- Classification: Division I
- Season: 1995–96
- Teams: 10
- Site: Barton Coliseum Little Rock, AR
- Champions: New Orleans (2nd title)
- Winning coach: Tic Price (1st title)
- MVP: Lewis Sims (New Orleans)

= 1996 Sun Belt Conference men's basketball tournament =

The 1996 Sun Belt Conference men's basketball tournament was held March 1–5 at Barton Coliseum in Little Rock, Arkansas.

New Orleans defeated hosts, and fellow regular season co-champions, in the championship game, 57–56, to win their second Sun Belt men's basketball tournament.

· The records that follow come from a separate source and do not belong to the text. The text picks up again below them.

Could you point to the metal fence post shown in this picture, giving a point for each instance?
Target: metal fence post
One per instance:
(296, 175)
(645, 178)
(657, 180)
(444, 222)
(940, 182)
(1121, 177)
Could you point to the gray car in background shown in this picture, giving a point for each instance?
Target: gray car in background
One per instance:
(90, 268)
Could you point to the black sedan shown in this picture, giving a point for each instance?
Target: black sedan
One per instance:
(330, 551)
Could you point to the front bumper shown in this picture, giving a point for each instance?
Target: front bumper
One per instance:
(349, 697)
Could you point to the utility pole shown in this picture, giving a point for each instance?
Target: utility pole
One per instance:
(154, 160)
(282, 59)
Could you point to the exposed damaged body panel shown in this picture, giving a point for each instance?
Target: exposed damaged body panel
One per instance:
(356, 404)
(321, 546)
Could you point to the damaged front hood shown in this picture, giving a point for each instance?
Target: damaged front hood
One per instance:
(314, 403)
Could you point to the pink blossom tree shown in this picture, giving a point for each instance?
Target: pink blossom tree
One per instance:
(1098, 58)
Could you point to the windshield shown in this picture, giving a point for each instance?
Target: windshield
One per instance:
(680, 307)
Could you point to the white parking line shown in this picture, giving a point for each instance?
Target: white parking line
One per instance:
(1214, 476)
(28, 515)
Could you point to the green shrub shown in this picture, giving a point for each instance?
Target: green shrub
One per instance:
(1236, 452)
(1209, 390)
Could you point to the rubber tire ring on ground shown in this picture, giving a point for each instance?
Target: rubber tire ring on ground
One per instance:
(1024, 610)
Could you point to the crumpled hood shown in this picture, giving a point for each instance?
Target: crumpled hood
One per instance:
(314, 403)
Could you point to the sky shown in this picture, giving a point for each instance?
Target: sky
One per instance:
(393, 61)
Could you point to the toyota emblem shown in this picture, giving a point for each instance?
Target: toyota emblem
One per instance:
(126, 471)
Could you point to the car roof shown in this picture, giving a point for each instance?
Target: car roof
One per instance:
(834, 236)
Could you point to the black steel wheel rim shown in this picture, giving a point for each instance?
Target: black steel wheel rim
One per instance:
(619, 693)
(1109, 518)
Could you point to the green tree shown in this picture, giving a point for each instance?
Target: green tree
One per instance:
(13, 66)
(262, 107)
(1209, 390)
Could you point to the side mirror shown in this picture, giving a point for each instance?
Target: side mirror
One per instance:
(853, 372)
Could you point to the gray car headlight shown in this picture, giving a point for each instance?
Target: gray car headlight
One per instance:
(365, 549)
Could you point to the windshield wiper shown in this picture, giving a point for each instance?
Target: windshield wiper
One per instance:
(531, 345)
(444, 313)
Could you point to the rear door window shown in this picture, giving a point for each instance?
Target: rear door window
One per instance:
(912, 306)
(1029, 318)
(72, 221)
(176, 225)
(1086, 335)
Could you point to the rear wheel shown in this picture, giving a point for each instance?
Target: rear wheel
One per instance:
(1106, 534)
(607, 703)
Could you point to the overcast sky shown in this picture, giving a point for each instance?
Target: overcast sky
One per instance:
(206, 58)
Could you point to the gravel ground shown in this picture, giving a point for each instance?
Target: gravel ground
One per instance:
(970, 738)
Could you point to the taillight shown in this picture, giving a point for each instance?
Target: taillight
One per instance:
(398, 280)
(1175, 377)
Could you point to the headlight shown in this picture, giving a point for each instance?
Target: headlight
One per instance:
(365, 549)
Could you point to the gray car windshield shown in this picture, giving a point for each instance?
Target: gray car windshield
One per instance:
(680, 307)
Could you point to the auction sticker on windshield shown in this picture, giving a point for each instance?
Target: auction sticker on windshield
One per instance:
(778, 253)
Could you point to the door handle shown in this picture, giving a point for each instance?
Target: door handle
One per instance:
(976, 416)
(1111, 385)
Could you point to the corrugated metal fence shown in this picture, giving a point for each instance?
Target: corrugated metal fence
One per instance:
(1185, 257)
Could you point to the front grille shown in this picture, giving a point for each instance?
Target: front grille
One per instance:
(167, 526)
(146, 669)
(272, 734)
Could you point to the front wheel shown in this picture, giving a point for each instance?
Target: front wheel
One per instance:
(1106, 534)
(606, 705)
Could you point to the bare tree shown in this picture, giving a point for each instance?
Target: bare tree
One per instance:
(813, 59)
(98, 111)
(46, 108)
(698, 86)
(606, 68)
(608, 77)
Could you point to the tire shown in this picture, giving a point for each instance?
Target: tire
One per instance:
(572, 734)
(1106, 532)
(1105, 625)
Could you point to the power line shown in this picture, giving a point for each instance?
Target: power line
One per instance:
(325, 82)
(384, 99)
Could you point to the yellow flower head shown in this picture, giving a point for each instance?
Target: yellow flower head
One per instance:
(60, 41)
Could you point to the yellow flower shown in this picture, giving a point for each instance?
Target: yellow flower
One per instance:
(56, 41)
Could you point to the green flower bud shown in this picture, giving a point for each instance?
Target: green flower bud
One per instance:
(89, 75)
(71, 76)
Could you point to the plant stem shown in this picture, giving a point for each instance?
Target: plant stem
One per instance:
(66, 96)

It was UNO's first Sun Belt title since 1978 and first since being re-admitted to the conference in 1992.

The Privateers, in turn, received an automatic bid to the 1996 NCAA tournament. No other Sun Belt members were invited to the tournament.

==Format==
No teams left or joined the Sun Belt before the season, leaving conference membership fixed at ten teams.

With all teams participating in the tournament this year, the field increased from nine to ten teams. With all teams seeded based on regular-season conference records, the top six teams were all placed directly into the quarterfinal round while the four lowest-seeded teams were placed into the preliminary first round.